We’re told that travel is for escaping. Exploration. Finding ourselves. Change.
In recent years, my travels have been comfortable. Predictable, safe; filled with activities I knew I like.
Then along came my nephews, and the impetus to give them opportunities that my sister and I never had in our childhoods.
Suddenly, I find myself in places I wouldn’t have naturally chosen, and doing activities that terrify me.
Like skiing and navigating bunny slopes. Like water parks and going down twisting, gravity-defying slides. Like amusement parks and charging down from great heights.
(Maybe this whole piece is about a fear of heights I didn’t formally realize I have.)
The boys rush into each new experience, squealing with laughter. I hesitate, climbing the heights with my heart pounding each time.
They laugh when I scream, and insist they aren’t scared at all.
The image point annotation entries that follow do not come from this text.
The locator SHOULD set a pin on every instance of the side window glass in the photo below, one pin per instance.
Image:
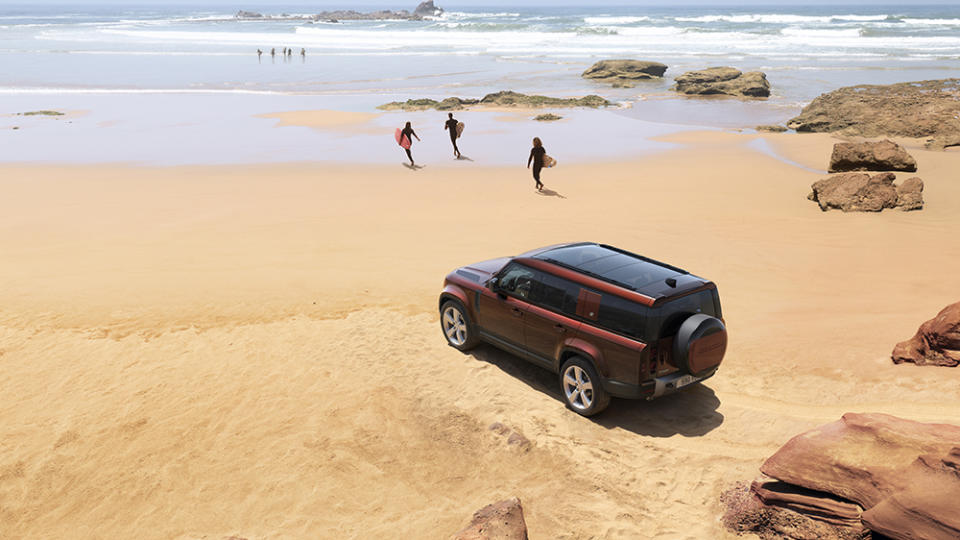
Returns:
(555, 293)
(517, 280)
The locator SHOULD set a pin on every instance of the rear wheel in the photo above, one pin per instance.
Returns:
(582, 390)
(457, 327)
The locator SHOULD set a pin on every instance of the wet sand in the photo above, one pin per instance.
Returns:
(199, 352)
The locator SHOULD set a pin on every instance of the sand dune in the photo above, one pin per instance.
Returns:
(202, 352)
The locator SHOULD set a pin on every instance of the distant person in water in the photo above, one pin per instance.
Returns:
(409, 134)
(536, 156)
(451, 126)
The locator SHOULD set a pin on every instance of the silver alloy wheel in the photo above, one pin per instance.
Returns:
(578, 388)
(454, 326)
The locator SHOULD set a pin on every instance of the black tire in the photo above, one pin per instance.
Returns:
(457, 327)
(581, 400)
(693, 328)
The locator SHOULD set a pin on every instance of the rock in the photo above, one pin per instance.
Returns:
(723, 80)
(509, 98)
(910, 194)
(871, 156)
(427, 9)
(928, 508)
(499, 99)
(548, 117)
(936, 343)
(915, 109)
(747, 513)
(855, 192)
(498, 521)
(624, 73)
(863, 458)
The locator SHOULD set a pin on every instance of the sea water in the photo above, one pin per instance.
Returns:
(193, 64)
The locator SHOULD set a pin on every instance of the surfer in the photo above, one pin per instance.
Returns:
(451, 126)
(536, 156)
(409, 134)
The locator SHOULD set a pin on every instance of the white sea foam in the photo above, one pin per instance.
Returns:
(614, 20)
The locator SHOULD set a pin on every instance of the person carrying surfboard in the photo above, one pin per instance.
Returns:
(406, 141)
(537, 154)
(455, 128)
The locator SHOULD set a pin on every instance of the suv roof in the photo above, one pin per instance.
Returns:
(622, 268)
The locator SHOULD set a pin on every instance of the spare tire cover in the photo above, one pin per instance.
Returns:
(700, 344)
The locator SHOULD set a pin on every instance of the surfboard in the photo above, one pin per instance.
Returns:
(402, 139)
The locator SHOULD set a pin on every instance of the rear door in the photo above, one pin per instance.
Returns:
(547, 323)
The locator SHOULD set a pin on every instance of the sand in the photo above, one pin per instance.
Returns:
(199, 352)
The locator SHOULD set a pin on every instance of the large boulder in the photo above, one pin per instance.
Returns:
(723, 81)
(498, 521)
(936, 343)
(624, 73)
(871, 156)
(904, 475)
(925, 109)
(855, 192)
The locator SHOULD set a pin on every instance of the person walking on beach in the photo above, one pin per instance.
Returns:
(536, 156)
(451, 126)
(409, 134)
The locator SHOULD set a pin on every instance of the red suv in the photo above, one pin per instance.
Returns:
(609, 322)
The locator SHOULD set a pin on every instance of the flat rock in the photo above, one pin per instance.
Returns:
(883, 155)
(936, 343)
(863, 458)
(498, 521)
(506, 98)
(928, 508)
(924, 109)
(723, 81)
(624, 73)
(855, 192)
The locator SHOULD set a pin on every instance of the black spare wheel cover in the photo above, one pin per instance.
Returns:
(700, 344)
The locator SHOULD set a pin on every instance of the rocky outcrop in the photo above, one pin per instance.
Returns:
(876, 472)
(427, 9)
(624, 73)
(861, 192)
(936, 343)
(499, 99)
(723, 81)
(498, 521)
(925, 109)
(871, 156)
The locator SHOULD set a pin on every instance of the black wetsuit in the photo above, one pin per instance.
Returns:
(451, 125)
(409, 134)
(536, 154)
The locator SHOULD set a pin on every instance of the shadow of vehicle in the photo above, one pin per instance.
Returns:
(691, 412)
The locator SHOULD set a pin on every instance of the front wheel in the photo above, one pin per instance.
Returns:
(457, 327)
(582, 390)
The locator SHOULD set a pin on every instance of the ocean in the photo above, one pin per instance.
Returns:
(86, 56)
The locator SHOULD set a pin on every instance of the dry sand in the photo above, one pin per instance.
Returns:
(201, 352)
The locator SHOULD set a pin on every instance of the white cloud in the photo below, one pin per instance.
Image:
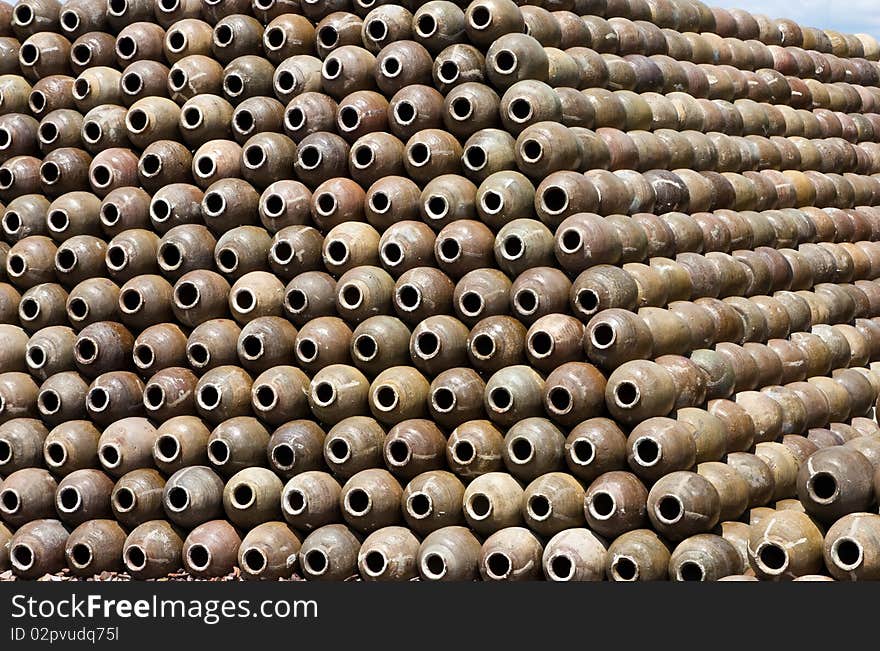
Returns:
(851, 16)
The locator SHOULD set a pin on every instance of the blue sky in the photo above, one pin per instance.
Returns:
(851, 16)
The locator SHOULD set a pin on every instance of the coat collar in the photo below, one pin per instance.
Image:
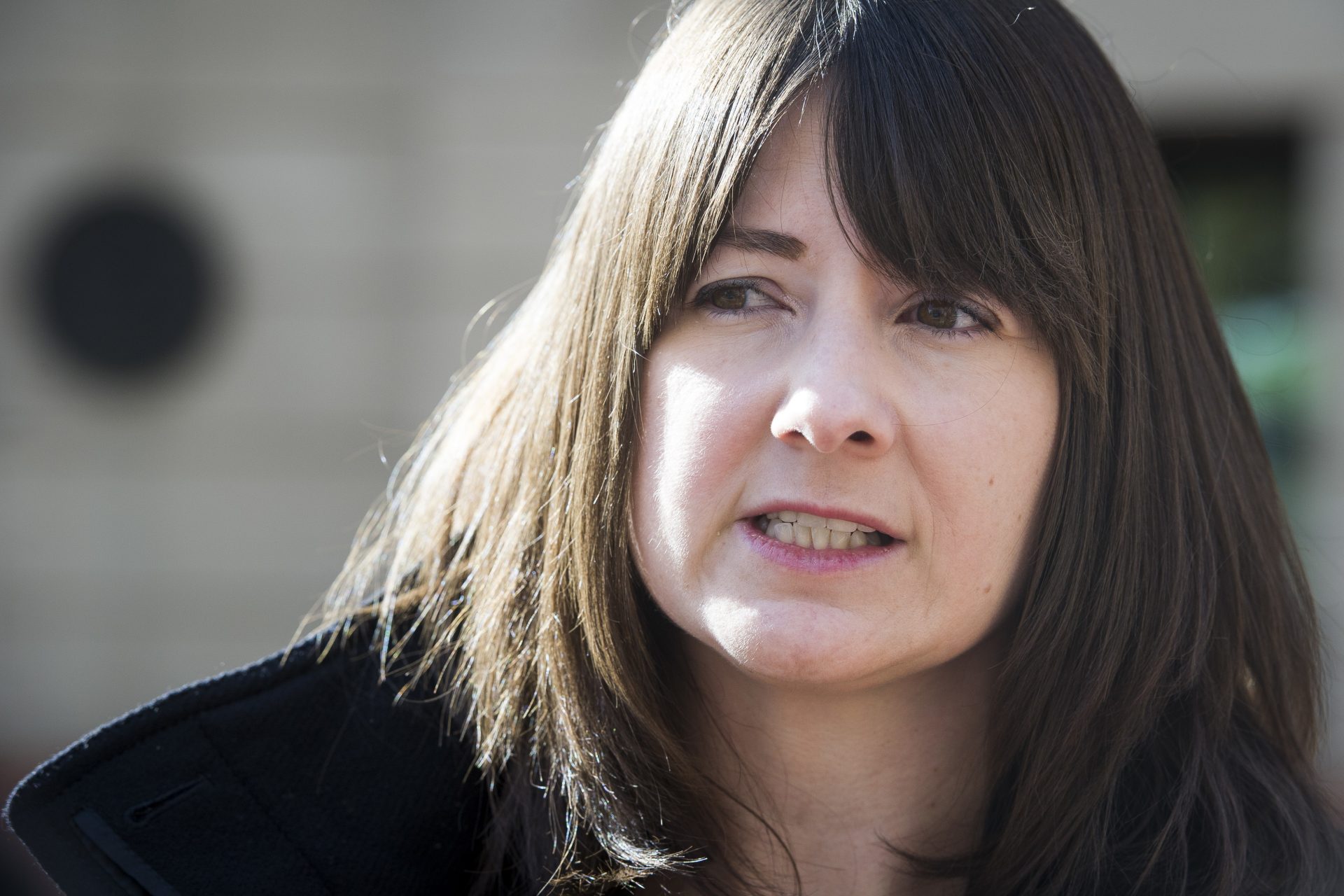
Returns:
(298, 774)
But there is something infectious in their enthusiasm, and something humbling about their trust in the process. They don’t pause to overthink.
So, I try.
I try to rediscover wonder in places I’ve avoided and overlooked. Lead through discomfort, and push through the fear. It’s the core thesis of travel, right? Discovering parts of ourselves that that remain dormant, until we’re forced to confront them.
It doesn’t always work, but sometimes it is the thought that counts. I try, conceptually, to grow.
(And not just from eating a lot of good food, because “vacation”.)
These trips aren’t the poetic solo travel we romanticize. They’re loud, chaotic, and emotions get big. But they’re also transformative, with the change that comes from within and beyond.
I still hesitate at the top. But now, I’m learning to look forward to that moment when fear gives way to exhilaration.
When it does, I know what I’d have gained — these memory dividends that we’ll reap, for years to come.